So, after getting frustrated after wrangling this and admitting I’d been foiled by the data people on Vesey Street, I settled not for raw data, but for summaries on their website, on pages like this for 2024 and this for 2022. I manually copied all the tables, pasted them into Excel, and then set about cleaning them up. Even that was frustrating: In some years, College Board calls its exam “AP English Language & Composition,” while in other years, it’s “AP English Language and Composition.” Similarly, it’s either “AP 2D Art & Design” or “AP 2-D Art and Design.” Some years, data are rounded to the nearest whole number; in others, to one decimal point. These are insignificant differences to human readers, but they’re a big deal for computers.
All seemed to be going well, although the year-to-year changes in nomenclature and formatting seem capricious and undisciplined from a data standpoint, especially for an organization that prides itself on its research and analysis capabilities.
And, finally, on the 2024 link, above, guess what?
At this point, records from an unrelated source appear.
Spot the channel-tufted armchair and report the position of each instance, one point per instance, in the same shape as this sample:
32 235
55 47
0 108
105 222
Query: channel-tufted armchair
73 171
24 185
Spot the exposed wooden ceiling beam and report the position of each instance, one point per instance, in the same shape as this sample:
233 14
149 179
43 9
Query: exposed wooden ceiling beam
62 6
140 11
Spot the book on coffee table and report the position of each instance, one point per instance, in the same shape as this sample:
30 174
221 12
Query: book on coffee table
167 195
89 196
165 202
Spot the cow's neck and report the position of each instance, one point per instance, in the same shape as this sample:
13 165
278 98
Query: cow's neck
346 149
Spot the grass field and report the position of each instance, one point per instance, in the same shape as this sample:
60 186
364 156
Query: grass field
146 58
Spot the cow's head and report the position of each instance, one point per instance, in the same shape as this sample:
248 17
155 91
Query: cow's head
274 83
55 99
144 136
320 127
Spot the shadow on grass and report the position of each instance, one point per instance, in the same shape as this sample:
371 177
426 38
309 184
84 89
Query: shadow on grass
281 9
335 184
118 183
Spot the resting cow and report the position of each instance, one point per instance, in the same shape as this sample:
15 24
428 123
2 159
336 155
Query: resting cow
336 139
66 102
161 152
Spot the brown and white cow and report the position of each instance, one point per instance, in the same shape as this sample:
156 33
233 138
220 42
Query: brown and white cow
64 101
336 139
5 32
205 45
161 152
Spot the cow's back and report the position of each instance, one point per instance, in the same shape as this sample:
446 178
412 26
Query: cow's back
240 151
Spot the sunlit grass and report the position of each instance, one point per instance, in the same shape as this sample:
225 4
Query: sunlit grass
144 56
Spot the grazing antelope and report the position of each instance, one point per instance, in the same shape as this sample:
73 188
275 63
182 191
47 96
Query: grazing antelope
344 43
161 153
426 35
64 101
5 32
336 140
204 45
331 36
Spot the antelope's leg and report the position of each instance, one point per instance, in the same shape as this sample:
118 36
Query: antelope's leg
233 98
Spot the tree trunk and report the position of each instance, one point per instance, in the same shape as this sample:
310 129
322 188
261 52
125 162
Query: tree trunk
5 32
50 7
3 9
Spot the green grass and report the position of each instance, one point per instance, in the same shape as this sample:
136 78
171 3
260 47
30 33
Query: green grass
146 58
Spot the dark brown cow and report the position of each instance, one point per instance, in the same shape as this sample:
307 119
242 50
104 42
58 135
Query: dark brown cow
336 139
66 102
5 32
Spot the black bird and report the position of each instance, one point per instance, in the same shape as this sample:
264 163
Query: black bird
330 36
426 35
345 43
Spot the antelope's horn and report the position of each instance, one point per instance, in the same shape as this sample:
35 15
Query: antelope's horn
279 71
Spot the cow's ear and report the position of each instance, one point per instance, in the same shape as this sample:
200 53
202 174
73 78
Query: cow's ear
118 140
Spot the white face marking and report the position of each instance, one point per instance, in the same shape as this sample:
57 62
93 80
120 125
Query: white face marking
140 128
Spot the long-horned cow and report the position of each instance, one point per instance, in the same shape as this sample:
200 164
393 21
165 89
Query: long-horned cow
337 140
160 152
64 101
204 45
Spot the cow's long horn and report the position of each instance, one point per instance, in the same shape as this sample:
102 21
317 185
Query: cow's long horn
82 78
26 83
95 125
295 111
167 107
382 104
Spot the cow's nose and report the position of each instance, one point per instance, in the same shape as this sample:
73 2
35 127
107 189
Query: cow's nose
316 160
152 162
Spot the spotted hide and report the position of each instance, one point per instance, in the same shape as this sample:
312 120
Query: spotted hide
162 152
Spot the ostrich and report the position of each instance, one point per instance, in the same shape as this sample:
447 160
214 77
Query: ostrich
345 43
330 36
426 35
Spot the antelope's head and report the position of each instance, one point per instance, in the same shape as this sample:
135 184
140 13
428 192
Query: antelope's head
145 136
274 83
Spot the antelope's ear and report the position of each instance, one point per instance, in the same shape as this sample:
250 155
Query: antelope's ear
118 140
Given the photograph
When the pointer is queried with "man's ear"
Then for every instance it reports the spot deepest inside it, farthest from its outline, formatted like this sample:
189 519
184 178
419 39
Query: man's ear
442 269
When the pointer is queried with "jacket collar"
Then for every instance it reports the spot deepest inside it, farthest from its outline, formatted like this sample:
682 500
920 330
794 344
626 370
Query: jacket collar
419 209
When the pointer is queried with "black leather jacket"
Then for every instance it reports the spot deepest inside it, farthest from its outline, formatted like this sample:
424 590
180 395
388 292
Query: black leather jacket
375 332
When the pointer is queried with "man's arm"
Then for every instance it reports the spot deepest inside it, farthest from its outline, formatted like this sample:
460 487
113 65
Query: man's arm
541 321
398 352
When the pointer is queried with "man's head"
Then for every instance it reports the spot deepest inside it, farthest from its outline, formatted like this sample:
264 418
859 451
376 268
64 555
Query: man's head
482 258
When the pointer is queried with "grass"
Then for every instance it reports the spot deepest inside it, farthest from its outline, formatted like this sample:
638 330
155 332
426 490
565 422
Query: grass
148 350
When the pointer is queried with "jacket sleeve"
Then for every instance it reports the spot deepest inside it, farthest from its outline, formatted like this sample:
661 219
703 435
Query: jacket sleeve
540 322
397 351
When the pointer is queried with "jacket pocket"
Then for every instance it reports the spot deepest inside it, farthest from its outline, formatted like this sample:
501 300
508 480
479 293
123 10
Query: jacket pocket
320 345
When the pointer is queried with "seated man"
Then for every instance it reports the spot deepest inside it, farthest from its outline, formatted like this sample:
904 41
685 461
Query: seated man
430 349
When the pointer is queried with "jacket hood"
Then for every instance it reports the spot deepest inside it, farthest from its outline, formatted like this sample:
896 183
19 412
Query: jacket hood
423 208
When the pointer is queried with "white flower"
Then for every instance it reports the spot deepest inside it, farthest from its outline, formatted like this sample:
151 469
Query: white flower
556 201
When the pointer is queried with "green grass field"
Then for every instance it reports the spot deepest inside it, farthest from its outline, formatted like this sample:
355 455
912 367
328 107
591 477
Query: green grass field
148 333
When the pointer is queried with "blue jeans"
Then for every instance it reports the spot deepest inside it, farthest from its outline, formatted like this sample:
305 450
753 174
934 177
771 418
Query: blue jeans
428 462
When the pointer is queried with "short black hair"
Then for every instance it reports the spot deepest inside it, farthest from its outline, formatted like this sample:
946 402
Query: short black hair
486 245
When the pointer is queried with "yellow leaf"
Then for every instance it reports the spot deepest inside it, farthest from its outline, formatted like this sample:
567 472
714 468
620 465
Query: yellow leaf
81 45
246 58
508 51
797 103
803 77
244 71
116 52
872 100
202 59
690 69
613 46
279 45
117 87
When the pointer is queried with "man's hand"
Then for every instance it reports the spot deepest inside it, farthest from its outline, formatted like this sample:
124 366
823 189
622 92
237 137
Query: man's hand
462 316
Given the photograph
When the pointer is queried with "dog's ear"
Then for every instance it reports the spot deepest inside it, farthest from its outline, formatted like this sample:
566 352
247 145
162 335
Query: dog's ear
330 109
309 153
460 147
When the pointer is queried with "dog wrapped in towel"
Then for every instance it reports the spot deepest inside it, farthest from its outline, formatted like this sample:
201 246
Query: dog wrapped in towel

AP Psych is listed twice: First under “History and Social Sciences”
and then again under “Sciences.” So, AP Psych in 2024 (but not the other years) got counted twice.
Had I been successful in just downloading and cleaning the numbers, this would not have happened because I calculate the percentage of the totals of raw numbers. But because I had to scrape this off a website, this error showed up. I should have checked this a couple of ways before posting, but I didn’t, and that’s my fault.
This would normally be where I’d call on College Board to make their data more accessible to the general public in the interest of transparency, but a) they don’t listen, b) they don’t give a crap about the members, and c) they just wait for people to forget how bad they are at the most simple things and keep paying their executives multi-million dollar salaries.
And these are the people, I’d remind you, who are being asked to fix the FAFSA, and despite the massive conflict of interest it creates, gleefully and arrogantly agree to do so.
All is good. Carry on. I’ll post the complete data soon after I do more more auditing.